Data Science Bakeoff

Capital One recently hosted the excellent Data Intelligence conference in northern Virginia. As a data scientist working in infosec, it was great to meet so many new people and old friends who were all interested in applying machine learning to diverse fields. I presented an overview of our early research into malware classification titled “Which Model Came Hot and Fresh Out the Kitchen in our Malware Classifier Bake Off?”. We had previously documented this research in our technical blog, which detailed in depth our path toward choosing a machine learning model to use for our endpoint malware classifier, and providing tips for others as they evaluate machine learning models. The results of the bake off gave us a great foundation for building what eventually became MalwareScoreTM. In this talk, I added additional context about data science in security in general, the benefits and drawbacks of running a model bake off, and more information about our conclusions.

In our bake off, the Endgame data science team evaluated many machine learning models to see how well they could power a malware detection capability on customer endpoints. We not only focused on classification performance, but also model size and query time execution to fit within tight memory and CPU constraints. Our data science team members brought their expertise in many models to this bake off, including nearest neighbors, decision tree based models, and even a deep learning model.
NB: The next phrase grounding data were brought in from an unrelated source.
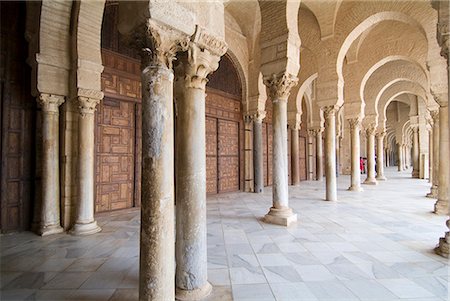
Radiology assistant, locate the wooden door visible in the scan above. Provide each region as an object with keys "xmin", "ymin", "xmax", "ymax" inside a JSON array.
[
  {"xmin": 206, "ymin": 117, "xmax": 218, "ymax": 194},
  {"xmin": 0, "ymin": 2, "xmax": 35, "ymax": 232},
  {"xmin": 218, "ymin": 119, "xmax": 240, "ymax": 192},
  {"xmin": 95, "ymin": 98, "xmax": 136, "ymax": 212}
]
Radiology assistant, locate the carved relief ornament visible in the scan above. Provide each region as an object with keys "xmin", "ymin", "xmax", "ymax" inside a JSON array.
[{"xmin": 263, "ymin": 73, "xmax": 298, "ymax": 102}]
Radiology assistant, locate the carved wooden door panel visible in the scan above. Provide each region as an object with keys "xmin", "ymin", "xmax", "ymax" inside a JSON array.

In addition, this project allowed our data science team to share knowledge and insights. Having used a Support Vector Machine (SVM) with a Radial Basis Function kernel many years ago to find neutrinos from other galaxies during my graduate research, I thought I knew everything there was to know about them. But during this project, I learned that it’s best to train SVMs differently when your feature count is as high as it was here (>2000 features). This is just one example of how our data science team gained additional knowledge throughout the bake off process, and as a result expanded our own skillsets.
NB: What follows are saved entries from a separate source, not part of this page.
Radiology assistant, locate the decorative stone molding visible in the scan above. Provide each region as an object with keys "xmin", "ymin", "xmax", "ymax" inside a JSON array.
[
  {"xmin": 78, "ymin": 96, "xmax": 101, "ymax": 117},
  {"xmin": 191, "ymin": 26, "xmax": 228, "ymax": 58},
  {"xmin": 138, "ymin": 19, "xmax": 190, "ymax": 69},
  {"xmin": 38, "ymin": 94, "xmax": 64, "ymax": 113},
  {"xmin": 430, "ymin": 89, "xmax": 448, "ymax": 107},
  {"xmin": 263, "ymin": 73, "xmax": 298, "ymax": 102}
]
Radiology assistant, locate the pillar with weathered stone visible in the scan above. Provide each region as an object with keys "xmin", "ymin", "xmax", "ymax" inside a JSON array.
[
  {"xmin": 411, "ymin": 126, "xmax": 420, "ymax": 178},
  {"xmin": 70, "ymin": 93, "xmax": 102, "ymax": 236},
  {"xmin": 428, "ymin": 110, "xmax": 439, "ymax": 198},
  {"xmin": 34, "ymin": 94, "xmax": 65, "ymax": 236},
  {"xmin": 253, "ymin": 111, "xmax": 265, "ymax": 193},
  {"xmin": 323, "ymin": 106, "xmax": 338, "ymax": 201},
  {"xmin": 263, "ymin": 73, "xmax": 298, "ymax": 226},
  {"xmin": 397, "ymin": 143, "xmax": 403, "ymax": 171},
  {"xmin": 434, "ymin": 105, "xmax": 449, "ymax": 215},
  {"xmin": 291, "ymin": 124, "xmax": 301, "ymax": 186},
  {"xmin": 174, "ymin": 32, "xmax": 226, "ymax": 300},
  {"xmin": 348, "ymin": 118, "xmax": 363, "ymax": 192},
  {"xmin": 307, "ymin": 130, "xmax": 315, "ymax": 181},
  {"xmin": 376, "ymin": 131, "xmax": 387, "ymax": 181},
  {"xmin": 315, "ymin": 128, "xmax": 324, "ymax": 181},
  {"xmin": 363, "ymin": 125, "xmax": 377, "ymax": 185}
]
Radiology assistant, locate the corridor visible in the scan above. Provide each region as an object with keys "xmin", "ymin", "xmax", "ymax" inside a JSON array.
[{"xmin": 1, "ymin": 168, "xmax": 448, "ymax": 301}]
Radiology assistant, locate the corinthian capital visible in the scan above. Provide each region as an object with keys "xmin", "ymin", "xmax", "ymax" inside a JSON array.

After my talk, most questions focused on the many things we could have done to continue to improve the performance of the models across the board. I had to laugh at some point where my answer was going to once again be “no, we didn’t try that” and explain that at some point the purpose of the bake off had been accomplished. Once we’ve learned from each other and seen some early performance results, it was important for the team to decide on a model and iterate on delivering an actual product. In our case, it was clear that gradient boosted decision trees offered the best combination of detection, size, and performance.  A lot of the audience’s suggestions (identifying problem executables and improving on them, searching for better features, Bayesian hyperparameter optimization) are techniques we have since used to improve and optimize MalwareScoreTM performance, something we do on a nearly continual basis.  

If you’re considering using machine learning to solve a problem at your company or organization, a bake off is a great way to determine which direction you should take or challenge existing assumptions about the best path.  As you design a bake off, make sure to clearly define what you hope to learn from it. Machine learning can be applied to many different domains, and so an unexpected model could be appropriate for your problem area. At the same time, focusing too many resources on a bake off could distract your team from all the other task required before shipping a data product. By defining what questions you need answered from a bake off, you can reduce the chances of it becoming too large of a project.

In the process of recalling our earlier work in order to build this talk, I was reminded how this bake off really served as the ignition for our efforts towards building MalwareScoreTM. We may remix the effort in the coming months to include what our team has learned about training deep learning architectures and will share results if and when they’re available.